Cette conférence aurait pu tourner au débat d’érudits sur les théories d’Eisenstein autour d’un film qui n’existe pas. Cependant la discussion fut étayée par le travail de Elena Vogman et l’apport de ses recherches, soit des pages inédites du journal du cinéaste russe. Ces pages sont des collages artistiques sur Le Capital, s’articulant autour de thèmes divers, parfois contradictoires et formant un début de montage. Ainsi peut-on parler de film sans image ? De plus, à l’aube de la cécité, Eisenstein pensait-il vraiment concrétiser ce projet ? Ces questions nous obligent à considérer avec le plus grand sérieux ce nouveau matériau.

Que trouve-t-on dans ce journal ? Beaucoup de choses. Une figure revient fréquemment, celle du manipulateur, symbole du capitalisme chez Marx, qui intéresse le réalisateur pour sa portée visuelle universelle. Il la rapproche du marionnettiste et du guignol, on sait à quel point il aime utiliser l’humour dans lequel il retrouve le sentiment et la raison de son cinéma intellectuel.

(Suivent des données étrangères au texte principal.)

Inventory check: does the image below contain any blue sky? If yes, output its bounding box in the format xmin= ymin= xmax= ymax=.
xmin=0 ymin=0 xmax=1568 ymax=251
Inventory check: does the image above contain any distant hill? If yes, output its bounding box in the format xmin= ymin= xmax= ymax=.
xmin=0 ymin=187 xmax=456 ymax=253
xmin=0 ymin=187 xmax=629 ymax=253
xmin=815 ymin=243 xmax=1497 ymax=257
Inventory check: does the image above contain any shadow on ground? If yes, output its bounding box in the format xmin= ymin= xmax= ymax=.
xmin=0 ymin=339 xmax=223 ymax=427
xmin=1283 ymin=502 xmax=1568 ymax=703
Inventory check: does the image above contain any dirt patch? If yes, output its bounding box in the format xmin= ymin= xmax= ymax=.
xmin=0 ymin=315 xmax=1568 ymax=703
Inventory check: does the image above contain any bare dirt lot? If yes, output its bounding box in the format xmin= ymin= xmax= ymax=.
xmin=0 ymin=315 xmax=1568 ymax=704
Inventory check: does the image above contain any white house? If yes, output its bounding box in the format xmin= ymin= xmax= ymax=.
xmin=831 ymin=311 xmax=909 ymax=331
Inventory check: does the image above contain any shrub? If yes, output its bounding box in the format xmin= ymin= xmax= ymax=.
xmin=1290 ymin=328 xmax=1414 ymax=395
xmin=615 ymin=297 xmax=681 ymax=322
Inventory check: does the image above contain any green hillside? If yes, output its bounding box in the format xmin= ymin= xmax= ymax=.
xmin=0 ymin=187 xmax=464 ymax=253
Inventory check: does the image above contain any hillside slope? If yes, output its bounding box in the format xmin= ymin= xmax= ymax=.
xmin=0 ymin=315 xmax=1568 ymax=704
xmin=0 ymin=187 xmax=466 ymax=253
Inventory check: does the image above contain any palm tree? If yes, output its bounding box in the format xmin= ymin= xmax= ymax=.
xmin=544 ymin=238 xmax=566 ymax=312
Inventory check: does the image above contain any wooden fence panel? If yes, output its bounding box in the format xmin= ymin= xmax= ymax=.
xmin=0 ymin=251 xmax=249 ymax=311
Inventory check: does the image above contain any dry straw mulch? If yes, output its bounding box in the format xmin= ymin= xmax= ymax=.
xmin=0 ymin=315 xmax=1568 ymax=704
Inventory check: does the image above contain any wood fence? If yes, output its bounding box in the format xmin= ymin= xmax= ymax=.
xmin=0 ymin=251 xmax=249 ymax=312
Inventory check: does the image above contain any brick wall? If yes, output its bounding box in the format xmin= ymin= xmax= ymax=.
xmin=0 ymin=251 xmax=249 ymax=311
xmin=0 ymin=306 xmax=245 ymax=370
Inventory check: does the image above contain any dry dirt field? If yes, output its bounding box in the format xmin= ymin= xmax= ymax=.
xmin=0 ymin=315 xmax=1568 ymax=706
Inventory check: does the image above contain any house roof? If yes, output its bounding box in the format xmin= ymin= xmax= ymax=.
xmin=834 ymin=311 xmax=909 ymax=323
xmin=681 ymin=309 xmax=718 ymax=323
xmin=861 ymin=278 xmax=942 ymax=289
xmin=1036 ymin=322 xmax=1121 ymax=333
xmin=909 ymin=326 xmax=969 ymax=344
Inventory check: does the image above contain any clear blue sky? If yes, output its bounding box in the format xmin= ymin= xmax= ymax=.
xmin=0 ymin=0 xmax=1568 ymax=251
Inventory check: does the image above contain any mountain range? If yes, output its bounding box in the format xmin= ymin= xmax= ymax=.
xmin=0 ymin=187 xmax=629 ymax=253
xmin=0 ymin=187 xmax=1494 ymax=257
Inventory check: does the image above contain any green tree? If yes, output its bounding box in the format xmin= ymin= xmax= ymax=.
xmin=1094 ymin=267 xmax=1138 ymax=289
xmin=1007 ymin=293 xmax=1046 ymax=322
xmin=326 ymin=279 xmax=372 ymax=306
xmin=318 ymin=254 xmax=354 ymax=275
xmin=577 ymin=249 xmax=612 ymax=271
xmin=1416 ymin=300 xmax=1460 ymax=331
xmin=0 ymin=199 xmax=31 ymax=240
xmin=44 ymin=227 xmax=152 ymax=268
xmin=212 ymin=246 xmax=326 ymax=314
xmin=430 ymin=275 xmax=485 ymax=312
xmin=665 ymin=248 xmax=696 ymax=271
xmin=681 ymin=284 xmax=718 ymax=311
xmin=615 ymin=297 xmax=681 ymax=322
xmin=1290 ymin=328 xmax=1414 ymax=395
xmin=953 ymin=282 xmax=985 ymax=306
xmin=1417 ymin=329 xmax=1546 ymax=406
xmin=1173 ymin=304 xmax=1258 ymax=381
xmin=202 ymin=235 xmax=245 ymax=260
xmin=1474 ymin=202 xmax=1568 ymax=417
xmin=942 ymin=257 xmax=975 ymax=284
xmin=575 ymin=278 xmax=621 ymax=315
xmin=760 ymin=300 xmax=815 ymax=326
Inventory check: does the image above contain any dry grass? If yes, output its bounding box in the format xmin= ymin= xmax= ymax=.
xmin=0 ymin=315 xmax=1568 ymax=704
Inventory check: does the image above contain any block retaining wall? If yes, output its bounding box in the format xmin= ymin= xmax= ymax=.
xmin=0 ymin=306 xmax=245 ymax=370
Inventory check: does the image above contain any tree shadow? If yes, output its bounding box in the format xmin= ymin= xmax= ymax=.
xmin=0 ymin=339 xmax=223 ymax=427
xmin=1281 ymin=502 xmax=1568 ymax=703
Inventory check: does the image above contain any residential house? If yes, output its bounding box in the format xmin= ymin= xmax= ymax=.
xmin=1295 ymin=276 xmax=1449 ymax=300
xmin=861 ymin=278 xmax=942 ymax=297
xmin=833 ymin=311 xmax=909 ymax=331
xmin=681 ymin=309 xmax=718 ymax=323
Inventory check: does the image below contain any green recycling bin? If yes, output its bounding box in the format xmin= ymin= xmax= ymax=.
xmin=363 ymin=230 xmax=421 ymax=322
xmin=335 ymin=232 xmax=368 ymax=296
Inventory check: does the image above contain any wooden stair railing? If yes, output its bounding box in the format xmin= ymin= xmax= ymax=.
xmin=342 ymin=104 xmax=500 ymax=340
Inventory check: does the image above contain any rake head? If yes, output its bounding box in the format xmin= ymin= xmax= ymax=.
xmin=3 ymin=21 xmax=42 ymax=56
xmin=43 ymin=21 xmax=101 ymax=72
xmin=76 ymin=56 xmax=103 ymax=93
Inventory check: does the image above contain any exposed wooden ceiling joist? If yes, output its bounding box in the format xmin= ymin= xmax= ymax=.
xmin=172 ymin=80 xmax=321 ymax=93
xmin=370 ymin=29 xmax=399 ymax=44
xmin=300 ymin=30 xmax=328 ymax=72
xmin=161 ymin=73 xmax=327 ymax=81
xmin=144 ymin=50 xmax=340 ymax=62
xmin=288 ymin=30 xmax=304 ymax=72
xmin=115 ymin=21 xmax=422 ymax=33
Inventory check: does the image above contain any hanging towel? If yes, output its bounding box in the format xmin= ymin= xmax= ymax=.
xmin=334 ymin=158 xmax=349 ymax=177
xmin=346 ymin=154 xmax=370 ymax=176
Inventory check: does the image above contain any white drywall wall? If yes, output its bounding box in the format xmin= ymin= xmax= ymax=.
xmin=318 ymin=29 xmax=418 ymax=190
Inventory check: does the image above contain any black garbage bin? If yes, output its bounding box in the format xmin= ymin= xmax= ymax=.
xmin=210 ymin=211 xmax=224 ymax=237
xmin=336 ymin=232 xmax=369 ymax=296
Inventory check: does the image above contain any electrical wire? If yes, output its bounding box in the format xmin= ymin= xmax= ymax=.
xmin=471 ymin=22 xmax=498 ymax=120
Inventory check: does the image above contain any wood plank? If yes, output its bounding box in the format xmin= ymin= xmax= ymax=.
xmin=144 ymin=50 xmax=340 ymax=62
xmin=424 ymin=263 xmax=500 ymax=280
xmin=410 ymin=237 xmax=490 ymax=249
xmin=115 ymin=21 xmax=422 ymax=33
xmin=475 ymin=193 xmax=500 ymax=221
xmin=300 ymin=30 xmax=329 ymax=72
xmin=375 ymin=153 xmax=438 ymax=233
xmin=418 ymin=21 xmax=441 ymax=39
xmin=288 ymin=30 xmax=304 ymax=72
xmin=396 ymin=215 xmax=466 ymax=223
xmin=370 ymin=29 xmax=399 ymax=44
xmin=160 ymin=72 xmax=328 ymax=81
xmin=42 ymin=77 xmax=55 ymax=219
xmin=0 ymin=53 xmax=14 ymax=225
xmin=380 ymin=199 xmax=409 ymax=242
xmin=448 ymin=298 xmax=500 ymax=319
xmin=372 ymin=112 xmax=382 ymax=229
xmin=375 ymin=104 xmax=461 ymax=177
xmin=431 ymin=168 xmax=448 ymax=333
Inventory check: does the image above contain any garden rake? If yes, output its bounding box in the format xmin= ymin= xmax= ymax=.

On trouve aussi des essais de mise en scène des théories marxistes visuels comme la « danse des valeurs » ; une photo représente des jambes en mouvements dans la vitrine d’une boutique de collants. On pense aussi au fétichisme, ce qui nous amène sur le terrain de Freud, et on sait les liens forts qu’il existe entre psychanalyse et cinéma. Eienstein souhaite jouer sur la polysémie, le jaillissement de signification, un chaos créateur dionysiaque (on retrouve d’ailleurs à plusieurs reprise le symbole de Dionysos : le taureau) Tout cela correspond à ce qu’on a dit du montage dialectique qui, du désordre crée la critique dialectique, s’incarnant dans la confrontation d’images créatrices de sens. C’est aussi le désordre de la pensée ordinaire propre à Joyce.

Cette conférence nous aura permis d’essayer de comprendre ce qu’aurait pu être cette œuvre colossale aussi bien au niveau de la théorie que de la pratique. Elle demeure néanmoins hermétique et mystérieuse. Dommage. A moins que ce ne soit son état inachevé qui l’a rende si riche et intéressante.